Da quel momento divenne più chiaro che potessero esistere delle funzioni “lateralizzate” nel nostro cervello, localizzate principalmente, a seconda dei casi, in uno dei due emisferi. Per esempio, negli esseri umani, il linguaggio è elaborato per la maggior parte nell’emisfero sinistro mentre la mano destra è controllata dalla corteccia motoria dell’emisfero sinistro. Come se non bastasse, nel cervello è possibile riscontrare un’altra caratteristica, l’asimmetria. Molto si conosce negli esseri umani ma poco si sa dei nostri parenti più stretti ancora in vita, le grandi scimmie.

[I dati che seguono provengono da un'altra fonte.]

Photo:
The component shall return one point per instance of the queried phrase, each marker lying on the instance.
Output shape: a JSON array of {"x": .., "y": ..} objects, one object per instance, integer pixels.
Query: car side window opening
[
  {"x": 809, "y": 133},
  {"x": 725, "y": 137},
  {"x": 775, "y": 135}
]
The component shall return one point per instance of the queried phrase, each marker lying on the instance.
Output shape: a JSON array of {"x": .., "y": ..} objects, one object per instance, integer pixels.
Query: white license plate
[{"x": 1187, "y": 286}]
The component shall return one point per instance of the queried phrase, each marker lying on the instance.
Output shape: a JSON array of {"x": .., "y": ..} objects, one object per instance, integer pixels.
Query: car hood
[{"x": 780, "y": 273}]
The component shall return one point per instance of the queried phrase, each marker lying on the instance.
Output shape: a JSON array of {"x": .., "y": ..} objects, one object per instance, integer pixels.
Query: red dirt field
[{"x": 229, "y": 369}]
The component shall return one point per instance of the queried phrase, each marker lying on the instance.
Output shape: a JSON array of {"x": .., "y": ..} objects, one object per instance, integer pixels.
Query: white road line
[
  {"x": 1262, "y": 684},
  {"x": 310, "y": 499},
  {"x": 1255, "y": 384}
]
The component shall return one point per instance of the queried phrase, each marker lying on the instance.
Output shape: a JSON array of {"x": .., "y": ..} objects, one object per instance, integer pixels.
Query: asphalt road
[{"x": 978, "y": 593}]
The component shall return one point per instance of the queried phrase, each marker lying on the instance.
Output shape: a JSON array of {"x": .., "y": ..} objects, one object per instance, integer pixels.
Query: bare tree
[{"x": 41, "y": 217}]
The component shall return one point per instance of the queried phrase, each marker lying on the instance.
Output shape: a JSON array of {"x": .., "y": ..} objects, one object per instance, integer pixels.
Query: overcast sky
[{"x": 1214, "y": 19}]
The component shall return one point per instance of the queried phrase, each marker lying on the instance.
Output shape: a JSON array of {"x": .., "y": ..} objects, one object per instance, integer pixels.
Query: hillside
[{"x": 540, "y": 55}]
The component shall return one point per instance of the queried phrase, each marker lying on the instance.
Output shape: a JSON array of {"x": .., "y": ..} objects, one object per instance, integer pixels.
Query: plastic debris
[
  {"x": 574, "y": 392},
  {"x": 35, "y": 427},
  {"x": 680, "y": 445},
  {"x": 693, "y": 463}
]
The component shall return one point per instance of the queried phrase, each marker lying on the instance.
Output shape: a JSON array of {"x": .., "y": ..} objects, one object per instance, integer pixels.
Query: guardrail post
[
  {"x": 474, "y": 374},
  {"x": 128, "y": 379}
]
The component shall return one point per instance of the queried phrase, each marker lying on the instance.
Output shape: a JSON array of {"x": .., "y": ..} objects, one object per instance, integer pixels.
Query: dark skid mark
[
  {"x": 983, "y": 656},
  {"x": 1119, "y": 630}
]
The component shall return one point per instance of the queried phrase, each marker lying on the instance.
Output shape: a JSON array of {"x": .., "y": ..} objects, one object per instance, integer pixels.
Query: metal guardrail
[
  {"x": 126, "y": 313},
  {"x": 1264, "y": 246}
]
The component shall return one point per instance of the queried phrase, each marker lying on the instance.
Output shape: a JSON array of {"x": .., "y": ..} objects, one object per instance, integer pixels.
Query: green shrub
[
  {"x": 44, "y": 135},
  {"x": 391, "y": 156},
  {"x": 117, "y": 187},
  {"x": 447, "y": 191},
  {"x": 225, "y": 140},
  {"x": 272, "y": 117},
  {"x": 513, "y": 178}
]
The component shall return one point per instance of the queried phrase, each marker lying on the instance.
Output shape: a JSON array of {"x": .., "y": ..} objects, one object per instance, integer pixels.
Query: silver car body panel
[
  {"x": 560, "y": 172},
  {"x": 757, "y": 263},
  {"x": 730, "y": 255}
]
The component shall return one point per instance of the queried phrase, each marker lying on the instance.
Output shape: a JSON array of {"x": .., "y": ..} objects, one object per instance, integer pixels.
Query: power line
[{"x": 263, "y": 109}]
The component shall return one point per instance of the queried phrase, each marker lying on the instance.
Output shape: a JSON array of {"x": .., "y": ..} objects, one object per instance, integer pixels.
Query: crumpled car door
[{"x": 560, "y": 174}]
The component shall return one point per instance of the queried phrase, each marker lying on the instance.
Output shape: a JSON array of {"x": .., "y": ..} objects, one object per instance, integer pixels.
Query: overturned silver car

Spesso, però, si è considerata l’asimmetria come una peculiarità esclusivamente umana. Basandosi sui dati attualmente disponibili, gli scienziati hanno invece dimostrato come i diversi aspetti dell’asimmetria si siano evoluti solo recentemente, dopo la scissione avvenuta tra la linea evolutiva degli uomini e quella degli scimpanzé.

“I cervelli delle grandi scimmie sono raramente disponibili per la ricerca, ma noi abbiamo sviluppato dei metodi alternativi per estrarre i dati dai crani che, invece, sono più facilmente accessibili. Questo ci ha permesso di portare avanti il nostro lavoro”, ha dichiarato Simon Neubauer, uno degli autori dell’articolo.

Dallo studio è emerso che l’asimmetria fosse pressoché identica negli umani e nelle grandi scimmie. Solo negli scimpanzé era meno marcata rispetto agli altri gruppi di riferimento. Nonostante ciò tutti avevano in comune le caratteristiche precedentemente attribuite ai soli esseri umani. 

“Ciò che ci ha sorpresi di più”, riporta Phillip Mitteroecker, co-autore dello studio, “è stato che gli esseri umani presentavano una maggiore variabilità a partire dal modello comune”. Questo, secondo i ricercatori, è un segno di una maggiore funzionalità e di uno sviluppo tipico del cervello umano e apre la strada a una nuova interpretazione di questo organo.

 “Gli esseri umani sembrano aver sviluppato le loro caratteristiche a partire da questo modello morfologico per giungere a una lateralizzazione funzionale del cervello collegata, tra l’altro, con i nostri tipici atteggiamenti comportamentali”, conclude in una nota Philip Gunz, uno degli autori.